I decided to do a post all about my first year experience of college/uni. This may be helpful for anyone starting college in September.
The thought of moving away from home was very scary. I was leaving home and going to a place where none of my friends from school were going. I knew that it would be hard but I had no idea how hard it would be. I was just so happy to finally get my accommodation finally sorted that I didn't ask for any details about the house. I choose to live in student accommodation. As the receptionist for the accommodation lead me and my mum to the door, she explained that I was going to be living with six other people!! Six girls!! Complete strangers! The thought got me nervous. I met all the housemates one by one. They seemed okay, but that night they went out and left me on my own. I'm a shy person anyways around new people and it was very overwhelming moving into a house with six overconfident girls. None of them seemed remotely like me. The first night away from home was horrible. I couldn't stop crying. I missed my mum so much. I just wanted to go home. The next day was orientation. I was so sad all day, I felt so homesick. I met some nice girls that day but I couldn't wait to make some proper friends. The next few weeks, I was still homesick, living in a house I absolutely hated, constant houseparties and no one cleaning up after themselves. I was starting to make friends on my course but still felt so unhappy. I was crying all the time. The thought of going home at the weekend kept me going through the week. I felt so intimidated by the girls I was living with. They always hard the house full of different people and I never once felt at home. They were such a tough few months. My life had changed so much and I just wanted to it to go back to how it was. There was a girl from my hometown who I kind of knew living nearby so I used to spend time with her sometimes. If I didn't even have her I don't know what I would have done. I was going out and having fun yeah, but I just didn't feel myself.
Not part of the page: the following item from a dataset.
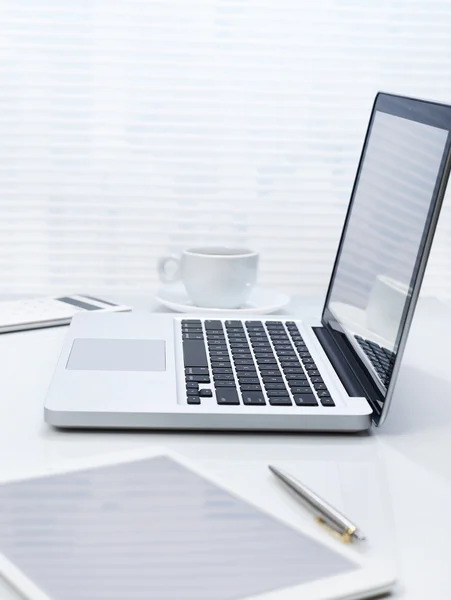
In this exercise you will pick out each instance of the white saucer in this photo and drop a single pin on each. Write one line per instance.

The second semester was so much better and I finally started to enjoy myself!
It began with seven weeks of placement, as I'm a nursing student. I loved it and it was so much better than sitting in boring lectures all day! I used to visit these two girls that I became friendly with in the first semester in the evenings. I don't know what I would have done without these. There was another girl who was in my course as well that also used to go and visit them. I was friends with her from the very beginning. All of us just bonded and became the best of friends. I love those girls way too much and we are unbelievably close. The memories we've had together since! For the last few weeks, I just spent all my time at their house and I was feeling myself again. Nothing like those horrible first few months!
Looking back I just realise that it takes time. Your not just going to adapt to your new life straight away. First year was definitely an experience and I can say I enjoyed it now, well the second semester anyways. I love my course so far and I hope it stays that way. I am going to have lots more college related posts coming up.